夏休み

『おじさんの家はなんもないから宿題持ってけよ〜〜』と親父は言った。僕の先祖からの家は岡山県は美作の國。則平という小さな集落にある。
夏休みそこに帰るのが僕の家のルール。
ここにきて1週間。暑い日が続く。都会に住んでる僕にとっては虫は嫌いで生の野菜を食べる、めったに肉や魚は出ない。こんな生活は嫌だった。おばちゃんの家庭菜園のきゅうりやトマトを取ったり、近くに住む知らない子供たちと遊びに行く。もちろん公園なんてない。昔からある山道、小川、廃れた田畑で遊ぶ。年に一度会う友達だった。名前も知らないけどいつも一緒だった。あの群青の空、夕暮れのひぐらしの鳴き声。どれも鮮明だ。泊まらせてもらっている家の主人は祖父の弟。トラックドライバーでお酒が好きだからビールマンと言われていた。背が大きくて背中も大きい器のデカい人だった。
去年より少し白髪が増えたような気がする。縁側で午前に収穫したきゅうりとトマトで冷やし中華を食べた。食べっぷりにおじさんは若いやつはよく食べて元気でいいなぁとつぶやく。僕はおじさんは年寄りだから元気がないと思ってしまった。嫌な考えだと思った。3年後死んだ。中学生に入り、あんな元気もなく反抗期の時だったと記憶する。あの群青な空もひぐらしの声も何も響かない。14にして嫌な年の取り方だ。けど故郷はいつも都会での心を無にしてくれる。おじさんとのコンバインでドライブ。軽トラの荷台で冒険もした。夏祭りでは花火を見たり、親が許さなかった炭酸のコーラもおじさんの前では飲むことが許された。『炭酸のコーラは歯が溶けるけん、飲みすぎたらいけんよ!』年一しか飲めないコーラは格別なのだ。地元のしらない兄ちゃんが作ったお好み、焼きそば、つまみ食いしてもお母さんもお父さんも多分気づいている。けど、なんかいつもじゃ許されないのに口に出さずにいてくれる。僕にとってはパラダイスだ。

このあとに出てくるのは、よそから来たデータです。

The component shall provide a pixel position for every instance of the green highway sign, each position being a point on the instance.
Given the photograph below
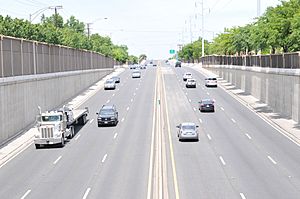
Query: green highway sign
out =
(172, 51)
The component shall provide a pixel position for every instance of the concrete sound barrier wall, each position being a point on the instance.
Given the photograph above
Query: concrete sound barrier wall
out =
(278, 88)
(20, 96)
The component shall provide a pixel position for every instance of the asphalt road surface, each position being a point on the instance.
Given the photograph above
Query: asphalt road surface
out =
(238, 155)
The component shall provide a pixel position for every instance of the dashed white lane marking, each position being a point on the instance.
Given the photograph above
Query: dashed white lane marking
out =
(56, 161)
(242, 196)
(26, 194)
(248, 136)
(272, 160)
(222, 160)
(86, 193)
(208, 136)
(115, 136)
(104, 158)
(77, 137)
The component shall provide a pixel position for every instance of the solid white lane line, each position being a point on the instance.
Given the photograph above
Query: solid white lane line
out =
(104, 158)
(272, 160)
(222, 160)
(209, 137)
(77, 137)
(26, 194)
(242, 196)
(86, 193)
(56, 161)
(248, 136)
(115, 136)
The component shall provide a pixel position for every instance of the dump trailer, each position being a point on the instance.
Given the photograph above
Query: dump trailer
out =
(54, 127)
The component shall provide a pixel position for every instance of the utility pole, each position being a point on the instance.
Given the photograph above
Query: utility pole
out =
(258, 8)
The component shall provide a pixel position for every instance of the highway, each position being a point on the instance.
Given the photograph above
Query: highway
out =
(239, 155)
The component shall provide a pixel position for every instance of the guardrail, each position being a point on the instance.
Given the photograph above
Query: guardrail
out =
(24, 57)
(287, 60)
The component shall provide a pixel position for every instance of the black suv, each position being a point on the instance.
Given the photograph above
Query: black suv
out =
(108, 115)
(178, 64)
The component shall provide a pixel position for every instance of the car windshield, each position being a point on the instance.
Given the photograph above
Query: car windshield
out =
(106, 111)
(188, 127)
(52, 118)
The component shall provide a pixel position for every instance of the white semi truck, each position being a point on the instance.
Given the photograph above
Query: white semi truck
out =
(54, 127)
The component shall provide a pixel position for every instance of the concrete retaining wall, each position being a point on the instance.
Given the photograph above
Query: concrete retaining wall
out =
(20, 96)
(279, 88)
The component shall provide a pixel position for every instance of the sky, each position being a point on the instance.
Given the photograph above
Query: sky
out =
(151, 27)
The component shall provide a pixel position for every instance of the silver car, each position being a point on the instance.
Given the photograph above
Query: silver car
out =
(136, 74)
(110, 84)
(187, 131)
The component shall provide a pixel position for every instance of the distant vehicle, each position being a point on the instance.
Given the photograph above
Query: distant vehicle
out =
(187, 76)
(53, 127)
(191, 83)
(108, 115)
(207, 105)
(116, 79)
(211, 82)
(110, 84)
(136, 74)
(178, 64)
(187, 131)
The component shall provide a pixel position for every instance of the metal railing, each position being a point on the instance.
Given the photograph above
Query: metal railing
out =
(24, 57)
(286, 60)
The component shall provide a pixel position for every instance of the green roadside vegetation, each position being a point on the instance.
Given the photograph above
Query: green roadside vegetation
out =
(276, 31)
(54, 30)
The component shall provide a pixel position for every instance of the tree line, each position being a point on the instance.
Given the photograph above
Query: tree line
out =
(54, 30)
(276, 31)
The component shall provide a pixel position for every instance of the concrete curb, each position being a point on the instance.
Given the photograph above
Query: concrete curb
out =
(286, 131)
(16, 146)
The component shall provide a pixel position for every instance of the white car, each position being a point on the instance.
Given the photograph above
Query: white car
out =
(136, 74)
(191, 83)
(187, 76)
(211, 82)
(110, 84)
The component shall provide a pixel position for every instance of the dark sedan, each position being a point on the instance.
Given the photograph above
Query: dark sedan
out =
(207, 105)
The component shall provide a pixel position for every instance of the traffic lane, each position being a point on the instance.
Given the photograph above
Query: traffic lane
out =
(88, 155)
(199, 171)
(266, 137)
(287, 188)
(125, 172)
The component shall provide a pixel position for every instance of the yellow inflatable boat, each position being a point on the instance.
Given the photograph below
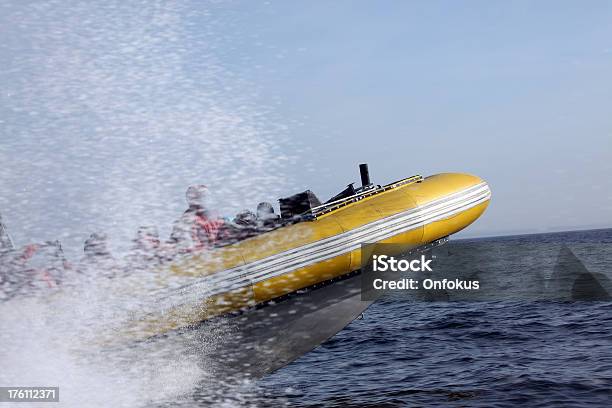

故郷とはなんだろうか。僕は特別な場所だ。先祖代々の墓参りも多くて大変だ。あの頃は遊び場だったこの場所も今やいい思い出だ。先祖ありきの自分。いつかまた来ます。そう言い残し今年も墓参りを終えた。僕の中にある故郷。
いつも久石譲のsummerを聴いて、仏壇の前の亡くなった主人の写真を見て思い出す。あの夏。
もう今はもう存在しないのだけど。。
ある日突然全部を忘れ、"あの群青"以外何も考えられなくなる時がある。
あの頃、遊んだ子たちは何をしているんだろう。会いたいけど会わなくていいんだ。あの頃を今懐かしんでもしょうがないよ。あの頃だから楽しめたんだ。そう呟きながら暑い中山道を歩いた。
毎日にように行ったあの廃れた田畑まで。。
山道には通行している人の気配はなく、あの時確かに踏みしめていた地面には草が生い茂り、
もうあの頃の記憶が薄れていっているような気がした。いつか誰かが来てくれると信じて当時の虫網を良く遊んだ巨木にくくりつけた。いつかの証だ。
かつての僕はここで最高に普通の夏を過ごしたんだと。。

久石譲のSUMMERは僕にとってあの夏を思い出させてくれるんだ。